The concurrences in Lenovo seem to center on the Harvester issue of what “ordinary consumer expectations as to the irreducible minimum performance standards for a particular class of goods” really means. Commissioner McSweeny’s statement suggests that the ordinary consumer would expect their laptop to be free of any software that would inject pop-up ads and slow down their browsing speed. Acting Chairman Ohlhausen, on the other hand, admits that these features may be “annoyances” but do not frustrate the “irreducible minimum performance standards” that a consumer would expect.
At their root, the concurrences disagree over where to draw the line on deceptive omissions: when do companies’ practices rise to the level of requiring a disclosure, and when are they merely irritating or unfriendly to consumers? To answer this question, it can be helpful to examine the practice at issue in light of what is common in the industry. For example, new computers and mobile phones often include pre-installed software, including marketing software, that has some impact on device performance. While some consumers may not want all of the software, the existence of pre-installed software on a computer or mobile phone is a common practice that a reasonable consumer should expect, and does not rise to the level of frustrating the very purpose for which the consumer purchased the machine (indeed, the consumer may be hard pressed to find a machine that does not include such software). On the other hand, if, as in Lenovo, the pre-installed software contains unusual security risks that may not be present in similar products, this information should probably be disclosed. A reasonable consumer, even one who is familiar with pre-installed marketing software, would not expect that the software would frustrate the consumer’s ability to securely access encrypted websites.

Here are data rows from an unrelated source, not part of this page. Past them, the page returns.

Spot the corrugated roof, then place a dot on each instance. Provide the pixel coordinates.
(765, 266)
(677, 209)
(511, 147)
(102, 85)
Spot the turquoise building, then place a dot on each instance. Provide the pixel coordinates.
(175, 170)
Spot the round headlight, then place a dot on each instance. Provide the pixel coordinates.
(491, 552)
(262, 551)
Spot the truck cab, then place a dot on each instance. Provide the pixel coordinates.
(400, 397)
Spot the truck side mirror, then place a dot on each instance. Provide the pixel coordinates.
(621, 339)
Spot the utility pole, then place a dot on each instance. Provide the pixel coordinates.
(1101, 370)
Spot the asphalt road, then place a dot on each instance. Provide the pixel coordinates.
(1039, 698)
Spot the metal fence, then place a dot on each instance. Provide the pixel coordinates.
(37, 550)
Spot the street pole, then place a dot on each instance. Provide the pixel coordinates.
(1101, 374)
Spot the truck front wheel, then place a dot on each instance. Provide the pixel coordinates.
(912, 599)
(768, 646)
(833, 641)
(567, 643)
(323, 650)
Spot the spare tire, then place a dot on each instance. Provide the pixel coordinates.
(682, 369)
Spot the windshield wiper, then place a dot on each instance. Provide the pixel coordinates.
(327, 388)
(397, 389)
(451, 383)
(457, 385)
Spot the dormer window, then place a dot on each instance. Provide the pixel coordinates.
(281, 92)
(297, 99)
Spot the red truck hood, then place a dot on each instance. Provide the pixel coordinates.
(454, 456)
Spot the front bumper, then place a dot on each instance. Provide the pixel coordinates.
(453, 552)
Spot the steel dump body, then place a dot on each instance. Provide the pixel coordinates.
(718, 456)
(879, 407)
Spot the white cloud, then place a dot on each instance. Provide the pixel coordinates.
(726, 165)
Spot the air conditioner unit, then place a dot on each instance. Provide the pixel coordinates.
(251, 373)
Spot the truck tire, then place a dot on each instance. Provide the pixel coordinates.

Acting Chairman Ohlhausen’s statement also signals her commitment to focus more on instances of actual injury over practices that may be undesirable to a consumer but not necessarily injurious. While the FTC grapples with what should constitute actual harm in the privacy and security space, Ohlhausen’s concurrence at least signals one clear message: mandating disclosure in the absence of a practice that causes actual injury to consumers can result in unnecessary over-disclosure. It remains to be seen how this policy position plays out in other areas of the FTC’s enforcement agenda.
1 See our September 2017 WSGR Alert reporting on the settlement.
2 See Statement of Commissioner Terrell McSweeny, In the Matter of Lenovo, Inc. (September 5, 2017), available at https://www.ftc.gov/system/files/documents/public_statements/1250843/1523134lenovotmstatement2.pdf.
3 See Statement of Acting Chairman Maureen K. Ohlhausen, In the Matter of Lenovo, Inc. (September 5, 2017), available at https://www.ftc.gov/system/files/documents/public_statements/1250833/1523134lenovomkostatement.pdf
4 International Harvester Co., 104 FTC 949 (1984).
5 For example, a claim that a company is offering a 30 day money back guarantee, but fails to disclose that there is a 50 percent restocking fee.
6 International Harvester, 104 FTC at 1058.